Experimental evolution and the adjustment of metabolic strategies in lactic acid bacteria

Abstract Experimental evolution of microbes has gained lots of interest in recent years, mainly due to the ease of strain characterisation through next-generation sequencing. While evolutionary and systems biologists use experimental evolution to address fundamental questions in their respective fields, studies with lactic acid bacteria are often more directed by applied questions. Insight into population and genome dynamics are valuable for experimental design and data interpretation, and it is becoming increasingly apparent how different constraints limit and govern the outcome of microbial adaptation to a selective environment. Examples for such constraints are the finite membrane and cellular space which can lead to trade-offs between cellular strategies. A powerful perspective is that of resource allocation, which allows cells to maximise fitness. This impacts on metabolic strategies that have different protein/resource demands.
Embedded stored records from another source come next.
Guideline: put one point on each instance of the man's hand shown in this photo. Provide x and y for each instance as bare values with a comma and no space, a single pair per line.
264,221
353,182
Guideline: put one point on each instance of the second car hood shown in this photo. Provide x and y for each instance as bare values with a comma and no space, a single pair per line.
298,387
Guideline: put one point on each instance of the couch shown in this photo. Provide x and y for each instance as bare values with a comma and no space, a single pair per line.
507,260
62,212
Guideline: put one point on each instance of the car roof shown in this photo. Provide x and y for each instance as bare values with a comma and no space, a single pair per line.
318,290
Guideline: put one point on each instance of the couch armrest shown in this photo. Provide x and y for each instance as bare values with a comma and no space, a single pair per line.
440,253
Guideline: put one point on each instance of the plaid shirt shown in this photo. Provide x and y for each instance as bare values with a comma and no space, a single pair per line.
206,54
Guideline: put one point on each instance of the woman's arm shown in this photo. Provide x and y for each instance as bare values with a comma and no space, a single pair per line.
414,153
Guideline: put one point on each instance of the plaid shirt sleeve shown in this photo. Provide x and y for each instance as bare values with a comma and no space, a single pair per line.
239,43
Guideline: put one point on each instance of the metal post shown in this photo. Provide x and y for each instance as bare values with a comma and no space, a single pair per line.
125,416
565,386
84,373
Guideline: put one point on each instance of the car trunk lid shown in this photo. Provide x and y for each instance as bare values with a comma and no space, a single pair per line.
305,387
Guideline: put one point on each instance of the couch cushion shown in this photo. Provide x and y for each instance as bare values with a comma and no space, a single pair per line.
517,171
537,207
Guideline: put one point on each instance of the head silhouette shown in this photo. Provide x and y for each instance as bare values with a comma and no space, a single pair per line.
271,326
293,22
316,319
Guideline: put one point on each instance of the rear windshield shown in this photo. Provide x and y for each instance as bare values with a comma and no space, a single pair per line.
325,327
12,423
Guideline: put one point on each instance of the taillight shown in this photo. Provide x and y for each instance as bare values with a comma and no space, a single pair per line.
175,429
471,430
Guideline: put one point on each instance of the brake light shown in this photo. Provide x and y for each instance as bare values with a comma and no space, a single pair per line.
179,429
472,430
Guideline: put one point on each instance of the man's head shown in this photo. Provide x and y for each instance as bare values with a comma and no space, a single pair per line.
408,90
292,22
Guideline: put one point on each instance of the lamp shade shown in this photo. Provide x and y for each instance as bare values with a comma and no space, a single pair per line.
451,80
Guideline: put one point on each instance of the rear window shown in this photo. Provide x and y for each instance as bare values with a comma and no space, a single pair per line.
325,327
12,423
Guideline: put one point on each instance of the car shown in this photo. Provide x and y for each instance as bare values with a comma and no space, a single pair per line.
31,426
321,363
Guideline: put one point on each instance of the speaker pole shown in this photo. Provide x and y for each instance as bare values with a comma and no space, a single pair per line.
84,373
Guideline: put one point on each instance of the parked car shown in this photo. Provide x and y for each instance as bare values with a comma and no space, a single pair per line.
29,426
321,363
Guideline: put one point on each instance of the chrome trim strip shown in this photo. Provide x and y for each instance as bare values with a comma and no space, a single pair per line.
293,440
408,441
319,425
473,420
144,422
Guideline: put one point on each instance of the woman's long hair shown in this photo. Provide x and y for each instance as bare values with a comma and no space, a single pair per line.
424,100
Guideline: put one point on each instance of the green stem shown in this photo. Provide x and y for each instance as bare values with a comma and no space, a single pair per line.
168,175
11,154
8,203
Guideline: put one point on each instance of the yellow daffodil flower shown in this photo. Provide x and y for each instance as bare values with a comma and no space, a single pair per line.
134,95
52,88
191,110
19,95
This review focuses on parameters and forces that shape cellular optimisation processes and that are determining for the outcome of laboratory evolution experiments. Phenotypic changes of experimentally evolved lactic acid bacteria will be discussed in the light of the selection conditions and the prevailing constraints. Environmental factors and cellular resource allocation form constraints that shape metabolic strategies and population dynamics, which eventually determines the outcome of laboratory evolution experiments.